Prof Marleen Temmerman, Director of Aga Khan University’s Centre of Excellence in Women and Child Health, East Africa (CoEWCH EA), has been inducted into the American Academy of Arts and Sciences (AAAS), as an international honorary member, and the National Academy of Sciences, Engineering and Medicine (NASEM), as a member of the National Academy of Medicine (NAM), following her election into the two Academies in 2022.
Founded in 1780, AAAS is one of the oldest learned societies in the United States (US). It honours the excellence as well as leadership of exceptional people from all disciplines and practices globally. Prof Marleen was granted the honour for her numerous leadership positions in academia, multilateral organisations, and governments in the light of her exemplary work in relation to health and rights for women, children and adolescents.
Academy members explore challenges facing societies, identify solutions, and promote nonpartisan recommendations that advance the public good. Their work has thus far helped to set the direction of research and analysis in science and technology policy, global security and international affairs, social policy, education, the humanities, and the arts. “I am thrilled, honoured, humbled to be inducted as an International Member of these two prestigious US Academies, and very grateful to the many colleagues, friends, collaborators, and my extended global family without whom I would not stand here. Working with so many young people worldwide, I believe in a better future built on equity, diversity, and solidarity, leaving no one behind,” said Prof Marleen.
Prof Marleen joins other distinguished members including Benjamin Franklin, Alexander Hamilton, George Washington, Alexander Graham Bell, John F. Kennedy, Martin Luther King, Jr, and Colin Powell. International honorary members have included Charles Darwin, Albert Einstein, Winston Churchill, Mary Leakey, Noam Chomsky, and Nelson Mandela. The current members represent today’s innovative thinkers in every field and profession, including more than two hundred and fifty Nobel and Pulitzer Prize winners.
Founded in 1970 as the Institute of Medicine (IOM), NAM is one of three academies that make up NASEM. Induction into NAM is considered one of the highest honours in the fields of health and medicine. It recognizes distinguished individuals who have demonstrated outstanding professional achievement and commitment to service and made major contributions to the advancement of medical sciences, healthcare, and public health. Prof Marleen was elected and consequently inducted into NAM for being an exceptional scholar and leader who has been at the forefront of responding to serious public health challenges, combatting social inequities, and achieving innovative discoveries.

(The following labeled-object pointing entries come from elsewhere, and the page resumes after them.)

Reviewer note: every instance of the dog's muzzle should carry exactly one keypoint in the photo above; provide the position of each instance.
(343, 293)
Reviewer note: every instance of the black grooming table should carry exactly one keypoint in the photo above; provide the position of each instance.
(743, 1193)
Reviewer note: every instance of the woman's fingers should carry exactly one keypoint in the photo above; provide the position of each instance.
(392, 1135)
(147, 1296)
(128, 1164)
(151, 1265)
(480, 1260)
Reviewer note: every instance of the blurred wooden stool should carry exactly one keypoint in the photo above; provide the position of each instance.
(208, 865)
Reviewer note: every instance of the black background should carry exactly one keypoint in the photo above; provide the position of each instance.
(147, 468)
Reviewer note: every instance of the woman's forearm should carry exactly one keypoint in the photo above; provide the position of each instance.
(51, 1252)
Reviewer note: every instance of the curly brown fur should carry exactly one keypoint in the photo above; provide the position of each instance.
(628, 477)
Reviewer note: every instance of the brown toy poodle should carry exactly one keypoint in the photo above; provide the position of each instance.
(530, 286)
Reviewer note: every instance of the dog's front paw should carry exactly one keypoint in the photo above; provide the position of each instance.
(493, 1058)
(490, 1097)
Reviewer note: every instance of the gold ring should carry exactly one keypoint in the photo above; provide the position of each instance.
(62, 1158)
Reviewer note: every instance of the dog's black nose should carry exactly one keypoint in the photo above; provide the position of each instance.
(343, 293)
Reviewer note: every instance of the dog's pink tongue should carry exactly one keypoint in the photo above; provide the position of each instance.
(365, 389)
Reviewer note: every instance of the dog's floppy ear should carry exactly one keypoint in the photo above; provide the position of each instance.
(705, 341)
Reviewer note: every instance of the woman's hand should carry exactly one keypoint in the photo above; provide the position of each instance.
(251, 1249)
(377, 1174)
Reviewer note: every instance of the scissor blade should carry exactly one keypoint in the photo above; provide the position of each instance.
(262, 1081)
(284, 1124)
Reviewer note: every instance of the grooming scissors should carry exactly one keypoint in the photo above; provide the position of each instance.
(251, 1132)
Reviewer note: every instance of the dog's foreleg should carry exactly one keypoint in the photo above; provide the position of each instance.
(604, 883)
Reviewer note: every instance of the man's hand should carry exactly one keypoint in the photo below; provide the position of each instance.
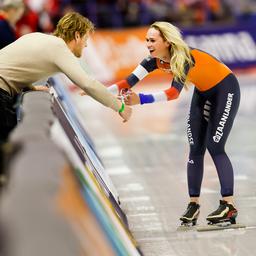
(82, 93)
(41, 88)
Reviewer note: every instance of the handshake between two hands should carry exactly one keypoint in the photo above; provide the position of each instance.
(129, 98)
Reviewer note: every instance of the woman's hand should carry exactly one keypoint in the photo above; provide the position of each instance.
(126, 114)
(130, 97)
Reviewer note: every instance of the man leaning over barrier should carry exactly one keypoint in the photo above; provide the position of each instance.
(36, 56)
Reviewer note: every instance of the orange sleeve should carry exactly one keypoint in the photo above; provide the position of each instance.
(123, 85)
(172, 93)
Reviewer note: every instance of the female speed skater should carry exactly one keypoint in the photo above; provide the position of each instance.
(213, 109)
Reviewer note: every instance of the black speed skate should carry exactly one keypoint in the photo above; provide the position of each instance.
(226, 213)
(190, 216)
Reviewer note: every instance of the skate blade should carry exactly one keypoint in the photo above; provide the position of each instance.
(219, 226)
(186, 227)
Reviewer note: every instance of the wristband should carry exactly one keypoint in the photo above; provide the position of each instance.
(122, 108)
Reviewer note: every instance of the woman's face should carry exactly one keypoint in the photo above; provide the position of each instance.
(156, 45)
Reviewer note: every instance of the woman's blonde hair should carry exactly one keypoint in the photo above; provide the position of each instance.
(70, 23)
(179, 50)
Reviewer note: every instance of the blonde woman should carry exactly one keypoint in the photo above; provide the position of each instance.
(213, 108)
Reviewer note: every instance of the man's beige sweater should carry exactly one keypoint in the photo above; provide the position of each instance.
(38, 56)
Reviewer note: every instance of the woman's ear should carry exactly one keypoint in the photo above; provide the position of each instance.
(168, 44)
(77, 35)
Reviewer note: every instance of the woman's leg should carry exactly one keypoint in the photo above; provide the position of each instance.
(196, 132)
(226, 102)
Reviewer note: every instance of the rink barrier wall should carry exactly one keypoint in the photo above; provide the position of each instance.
(52, 203)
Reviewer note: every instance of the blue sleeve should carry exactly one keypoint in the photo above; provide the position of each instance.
(146, 98)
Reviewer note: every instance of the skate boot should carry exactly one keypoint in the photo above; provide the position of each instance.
(226, 213)
(191, 214)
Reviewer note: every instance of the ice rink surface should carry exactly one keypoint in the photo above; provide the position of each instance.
(146, 160)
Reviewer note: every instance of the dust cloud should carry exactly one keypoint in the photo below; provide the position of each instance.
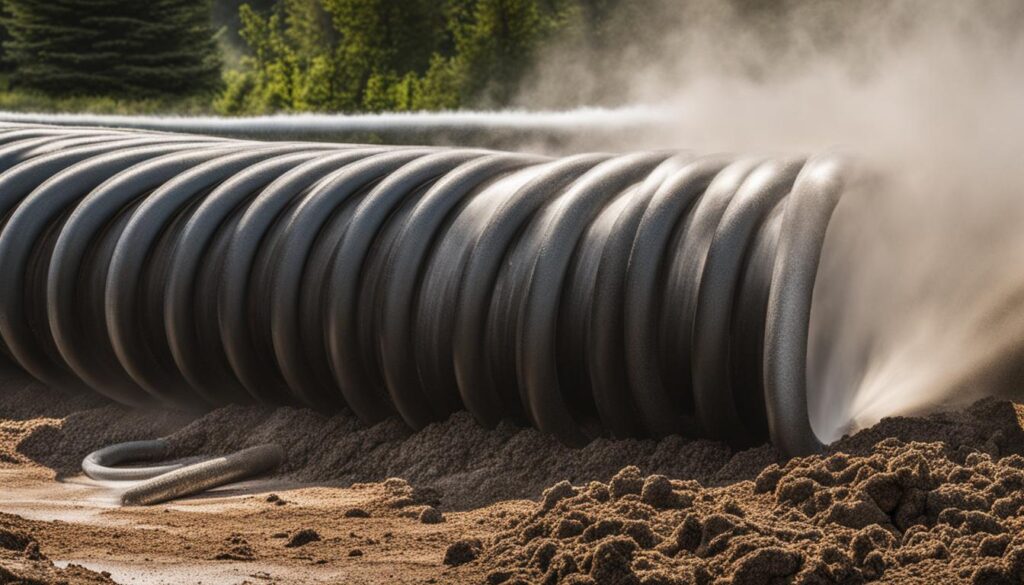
(920, 301)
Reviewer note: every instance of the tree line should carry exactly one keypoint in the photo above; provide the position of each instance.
(270, 55)
(254, 56)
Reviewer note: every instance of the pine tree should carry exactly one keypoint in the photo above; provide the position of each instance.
(126, 48)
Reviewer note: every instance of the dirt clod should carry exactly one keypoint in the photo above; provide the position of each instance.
(302, 538)
(462, 551)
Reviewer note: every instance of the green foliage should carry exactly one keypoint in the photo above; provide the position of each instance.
(124, 48)
(351, 55)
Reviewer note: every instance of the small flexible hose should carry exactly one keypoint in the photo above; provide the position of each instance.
(205, 475)
(100, 464)
(172, 481)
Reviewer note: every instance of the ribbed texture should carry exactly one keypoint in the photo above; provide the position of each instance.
(589, 295)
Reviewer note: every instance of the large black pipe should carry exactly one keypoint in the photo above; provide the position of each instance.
(640, 294)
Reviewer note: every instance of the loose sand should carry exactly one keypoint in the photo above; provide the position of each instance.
(910, 500)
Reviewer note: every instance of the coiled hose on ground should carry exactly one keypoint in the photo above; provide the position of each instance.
(599, 294)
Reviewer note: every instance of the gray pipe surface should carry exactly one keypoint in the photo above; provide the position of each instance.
(594, 295)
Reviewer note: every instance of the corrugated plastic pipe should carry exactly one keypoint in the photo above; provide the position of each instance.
(626, 295)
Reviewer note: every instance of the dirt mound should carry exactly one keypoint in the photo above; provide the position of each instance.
(23, 561)
(466, 464)
(947, 509)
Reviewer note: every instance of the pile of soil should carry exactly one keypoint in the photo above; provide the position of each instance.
(880, 505)
(23, 561)
(465, 464)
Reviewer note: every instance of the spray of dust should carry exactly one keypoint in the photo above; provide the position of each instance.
(920, 302)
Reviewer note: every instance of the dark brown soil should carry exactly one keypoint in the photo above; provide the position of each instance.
(880, 506)
(923, 500)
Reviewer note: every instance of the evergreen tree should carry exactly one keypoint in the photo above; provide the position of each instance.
(125, 48)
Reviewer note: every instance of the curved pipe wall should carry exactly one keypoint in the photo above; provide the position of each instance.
(638, 294)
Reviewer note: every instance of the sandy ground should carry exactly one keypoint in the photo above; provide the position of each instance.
(235, 535)
(916, 500)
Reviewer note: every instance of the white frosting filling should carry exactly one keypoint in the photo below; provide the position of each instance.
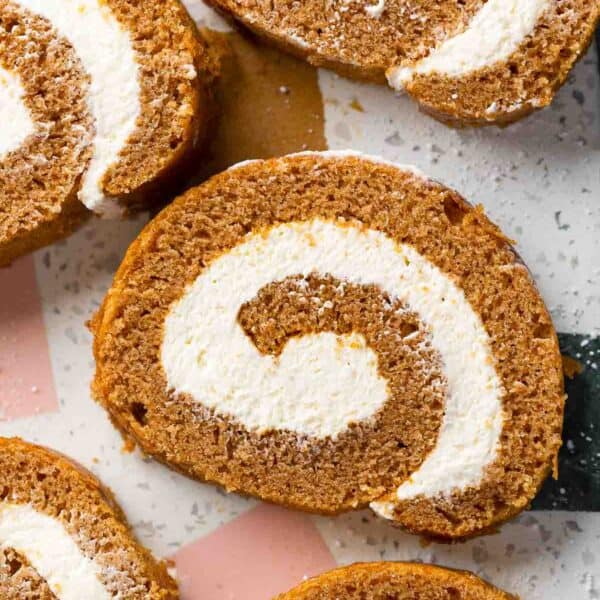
(494, 33)
(107, 55)
(376, 10)
(51, 551)
(16, 121)
(206, 354)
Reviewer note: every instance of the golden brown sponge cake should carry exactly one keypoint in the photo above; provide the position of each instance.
(63, 537)
(471, 62)
(401, 581)
(328, 331)
(103, 100)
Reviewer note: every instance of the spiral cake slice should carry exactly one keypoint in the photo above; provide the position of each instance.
(62, 536)
(328, 330)
(406, 581)
(471, 62)
(143, 66)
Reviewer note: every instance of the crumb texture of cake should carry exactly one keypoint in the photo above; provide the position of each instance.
(329, 331)
(401, 581)
(473, 62)
(63, 537)
(45, 134)
(105, 106)
(145, 64)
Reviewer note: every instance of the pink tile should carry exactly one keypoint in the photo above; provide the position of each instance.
(26, 384)
(266, 551)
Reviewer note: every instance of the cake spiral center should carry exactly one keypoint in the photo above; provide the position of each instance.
(205, 352)
(17, 123)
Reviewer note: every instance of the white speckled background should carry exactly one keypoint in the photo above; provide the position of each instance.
(538, 179)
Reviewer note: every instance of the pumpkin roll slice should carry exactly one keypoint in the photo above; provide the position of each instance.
(63, 537)
(145, 67)
(470, 62)
(45, 133)
(328, 331)
(406, 581)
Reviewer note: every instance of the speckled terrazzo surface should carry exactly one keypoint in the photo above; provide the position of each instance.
(539, 180)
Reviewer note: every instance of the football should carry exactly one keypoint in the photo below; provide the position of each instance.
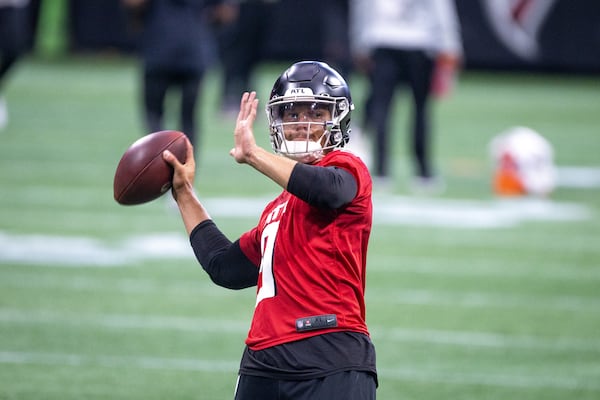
(142, 175)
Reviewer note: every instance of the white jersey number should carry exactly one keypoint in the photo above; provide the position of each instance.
(267, 288)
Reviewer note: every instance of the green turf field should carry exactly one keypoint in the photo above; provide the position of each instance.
(469, 296)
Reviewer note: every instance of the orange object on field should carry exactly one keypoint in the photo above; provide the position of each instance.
(506, 180)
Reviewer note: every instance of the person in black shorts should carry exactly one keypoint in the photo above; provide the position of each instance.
(307, 255)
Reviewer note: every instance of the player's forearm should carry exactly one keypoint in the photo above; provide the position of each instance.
(192, 211)
(275, 167)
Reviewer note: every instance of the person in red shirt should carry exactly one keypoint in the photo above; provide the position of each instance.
(307, 255)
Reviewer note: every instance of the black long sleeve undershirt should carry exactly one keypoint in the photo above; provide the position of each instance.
(324, 187)
(224, 261)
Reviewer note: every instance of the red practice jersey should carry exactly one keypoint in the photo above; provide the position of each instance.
(312, 262)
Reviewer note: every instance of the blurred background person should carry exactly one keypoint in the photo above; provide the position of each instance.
(244, 26)
(14, 37)
(414, 42)
(177, 47)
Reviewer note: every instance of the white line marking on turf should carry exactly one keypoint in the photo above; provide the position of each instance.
(410, 296)
(78, 360)
(415, 373)
(76, 251)
(485, 300)
(239, 327)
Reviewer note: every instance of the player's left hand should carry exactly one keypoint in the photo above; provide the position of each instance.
(244, 142)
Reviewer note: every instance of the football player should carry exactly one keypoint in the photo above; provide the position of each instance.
(307, 255)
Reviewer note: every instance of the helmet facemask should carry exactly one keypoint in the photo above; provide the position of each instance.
(302, 138)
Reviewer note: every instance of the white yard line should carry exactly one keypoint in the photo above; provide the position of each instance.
(78, 251)
(240, 327)
(413, 374)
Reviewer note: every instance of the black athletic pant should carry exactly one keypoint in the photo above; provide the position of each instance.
(392, 67)
(156, 85)
(348, 385)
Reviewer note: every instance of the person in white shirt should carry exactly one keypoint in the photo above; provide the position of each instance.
(416, 42)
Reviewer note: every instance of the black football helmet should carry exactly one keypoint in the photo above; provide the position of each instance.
(318, 85)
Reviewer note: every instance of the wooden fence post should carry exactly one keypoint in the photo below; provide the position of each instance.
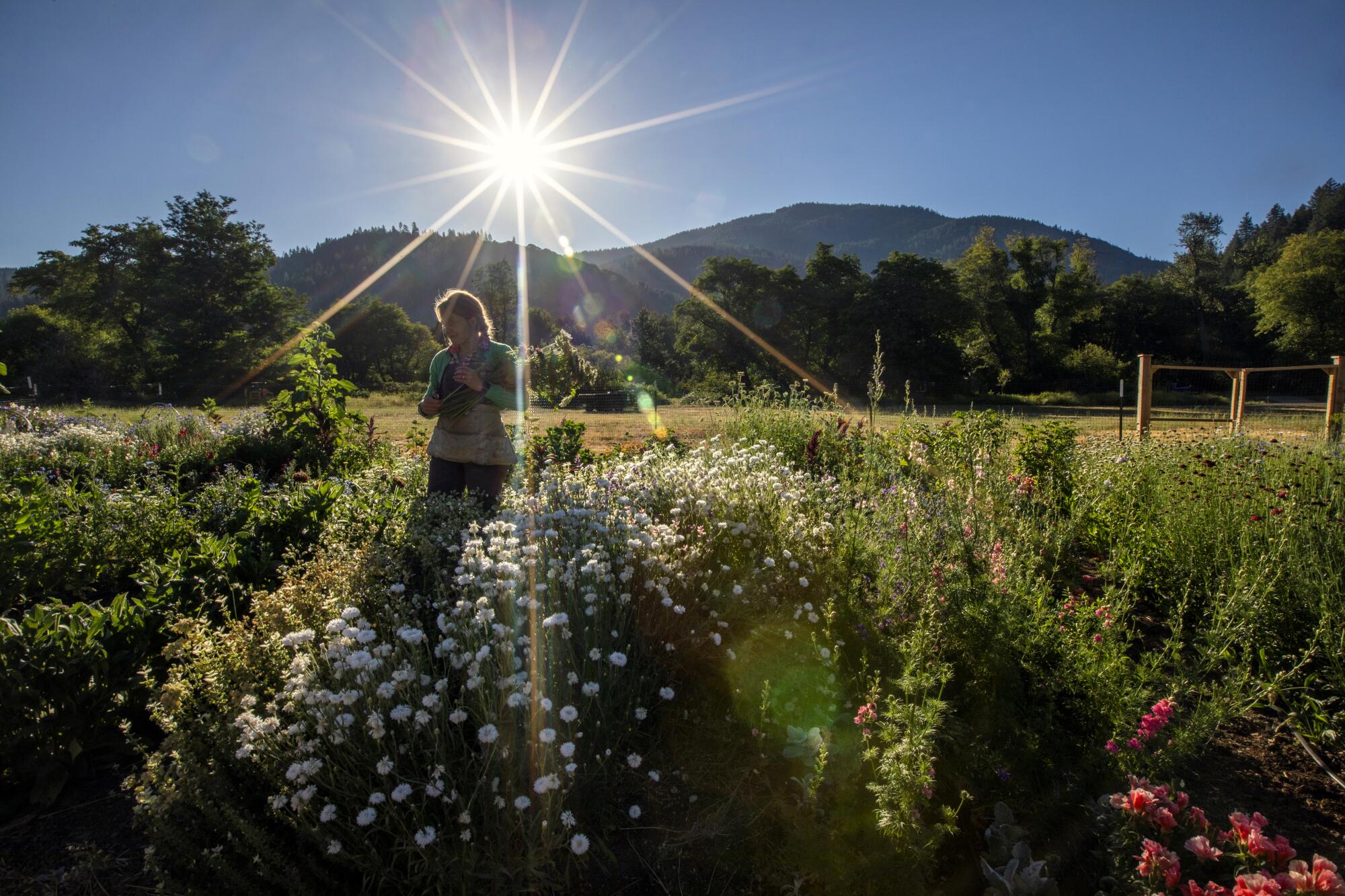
(1335, 399)
(1242, 400)
(1144, 396)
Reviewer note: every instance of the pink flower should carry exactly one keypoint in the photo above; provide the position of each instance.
(1203, 850)
(1156, 860)
(1257, 885)
(1192, 888)
(1320, 879)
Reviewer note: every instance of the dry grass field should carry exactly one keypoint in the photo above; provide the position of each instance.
(395, 417)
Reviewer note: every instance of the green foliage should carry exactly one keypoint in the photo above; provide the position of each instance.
(313, 411)
(559, 370)
(1046, 452)
(1301, 298)
(562, 444)
(186, 300)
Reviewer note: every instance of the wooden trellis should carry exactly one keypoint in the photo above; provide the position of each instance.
(1238, 393)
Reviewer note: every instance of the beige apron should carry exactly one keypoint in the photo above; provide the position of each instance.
(477, 438)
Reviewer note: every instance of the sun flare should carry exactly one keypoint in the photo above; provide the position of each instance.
(518, 155)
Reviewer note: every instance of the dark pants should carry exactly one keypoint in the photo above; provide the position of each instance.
(484, 481)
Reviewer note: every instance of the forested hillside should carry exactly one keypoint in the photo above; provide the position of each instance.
(868, 232)
(197, 300)
(559, 284)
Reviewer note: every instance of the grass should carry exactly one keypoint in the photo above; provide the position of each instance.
(395, 417)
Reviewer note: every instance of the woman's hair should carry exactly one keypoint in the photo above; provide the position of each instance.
(466, 306)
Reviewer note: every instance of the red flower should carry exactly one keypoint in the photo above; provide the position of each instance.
(1320, 879)
(1257, 885)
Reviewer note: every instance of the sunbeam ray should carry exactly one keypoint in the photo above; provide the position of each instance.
(556, 232)
(611, 73)
(481, 237)
(602, 175)
(477, 73)
(361, 287)
(680, 280)
(677, 116)
(422, 179)
(556, 68)
(431, 135)
(513, 65)
(431, 89)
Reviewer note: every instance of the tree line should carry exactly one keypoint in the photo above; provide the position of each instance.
(1031, 317)
(190, 302)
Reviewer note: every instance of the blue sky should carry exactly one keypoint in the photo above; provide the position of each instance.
(1110, 119)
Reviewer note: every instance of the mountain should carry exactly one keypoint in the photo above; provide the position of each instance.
(332, 268)
(790, 235)
(9, 299)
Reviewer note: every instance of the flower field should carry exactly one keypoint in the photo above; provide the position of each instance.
(796, 657)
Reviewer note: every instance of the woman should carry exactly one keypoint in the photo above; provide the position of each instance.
(470, 382)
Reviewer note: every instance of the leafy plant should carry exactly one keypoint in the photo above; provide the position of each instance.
(314, 412)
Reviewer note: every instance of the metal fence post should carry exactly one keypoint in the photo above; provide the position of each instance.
(1335, 399)
(1145, 396)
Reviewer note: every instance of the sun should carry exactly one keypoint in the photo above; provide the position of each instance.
(517, 155)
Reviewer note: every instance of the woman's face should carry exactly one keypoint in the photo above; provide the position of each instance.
(459, 330)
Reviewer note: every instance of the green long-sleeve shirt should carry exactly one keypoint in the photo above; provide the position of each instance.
(498, 358)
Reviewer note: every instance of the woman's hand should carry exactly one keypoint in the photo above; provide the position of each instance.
(469, 378)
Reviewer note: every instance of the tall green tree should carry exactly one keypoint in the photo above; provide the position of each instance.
(1301, 298)
(917, 304)
(380, 345)
(993, 343)
(227, 314)
(497, 286)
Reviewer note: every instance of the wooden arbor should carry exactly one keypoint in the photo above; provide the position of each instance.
(1238, 395)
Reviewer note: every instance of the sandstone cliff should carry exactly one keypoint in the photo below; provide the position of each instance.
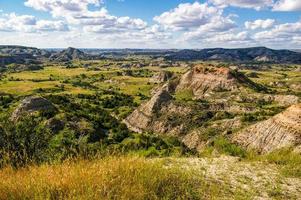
(282, 130)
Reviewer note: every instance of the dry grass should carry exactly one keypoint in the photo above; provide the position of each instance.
(110, 178)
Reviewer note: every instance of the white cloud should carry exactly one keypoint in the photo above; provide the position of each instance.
(59, 8)
(287, 5)
(285, 35)
(254, 4)
(76, 12)
(187, 16)
(28, 23)
(260, 24)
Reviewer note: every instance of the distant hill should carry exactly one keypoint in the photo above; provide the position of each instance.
(21, 50)
(68, 55)
(255, 54)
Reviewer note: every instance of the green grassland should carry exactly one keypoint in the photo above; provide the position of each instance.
(95, 156)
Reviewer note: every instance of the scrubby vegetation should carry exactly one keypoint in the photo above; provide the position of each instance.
(83, 150)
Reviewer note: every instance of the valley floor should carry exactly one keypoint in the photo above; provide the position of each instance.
(222, 177)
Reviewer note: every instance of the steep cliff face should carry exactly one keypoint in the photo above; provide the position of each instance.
(141, 118)
(202, 80)
(282, 130)
(162, 76)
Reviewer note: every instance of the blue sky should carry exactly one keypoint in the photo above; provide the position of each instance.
(151, 23)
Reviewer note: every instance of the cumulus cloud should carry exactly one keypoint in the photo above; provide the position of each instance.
(254, 4)
(76, 12)
(260, 24)
(28, 23)
(60, 8)
(287, 5)
(286, 34)
(188, 15)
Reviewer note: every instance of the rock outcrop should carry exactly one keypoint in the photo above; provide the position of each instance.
(282, 130)
(162, 76)
(32, 104)
(202, 80)
(141, 118)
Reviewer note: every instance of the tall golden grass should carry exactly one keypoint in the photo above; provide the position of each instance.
(109, 178)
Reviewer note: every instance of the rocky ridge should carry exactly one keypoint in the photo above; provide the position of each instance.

NAM’s work and recommendations have shaped health research, practice, and policies that improve the lives of millions of people around the world. The Academy is currently working across disciplines and sparking innovative approaches to advance knowledge and accelerate progress in science, medicine, policy, and health equity. “The expertise of this extraordinary class of new members will be vital to informing the future of health and medicine for the benefit of us all,” said National Academy of Medicine President Victor J. Dzau while welcoming the new members in 2022.
Other notable members of NAM include Ben Carson, Harold Amos, Kenneth L. Davis, and Nobel Prize winners Elizabeth Blackburn and Mario J. Molina.
Throughout her diverse portfolio of medical, political, and academic work, Prof Marleen has contributed to improvements in healthcare for disadvantaged populations and for the sexual and reproductive health and rights of women and girls globally. She has also established a worldwide network of universities collaborating in the field of reproductive, maternal, newborn, and adolescent health and translating evidence, data and innovation in best practices and policies with impact. Prof Marleen continues to be a vocal and ardent champion for the rights of women, children, and adolescents globally.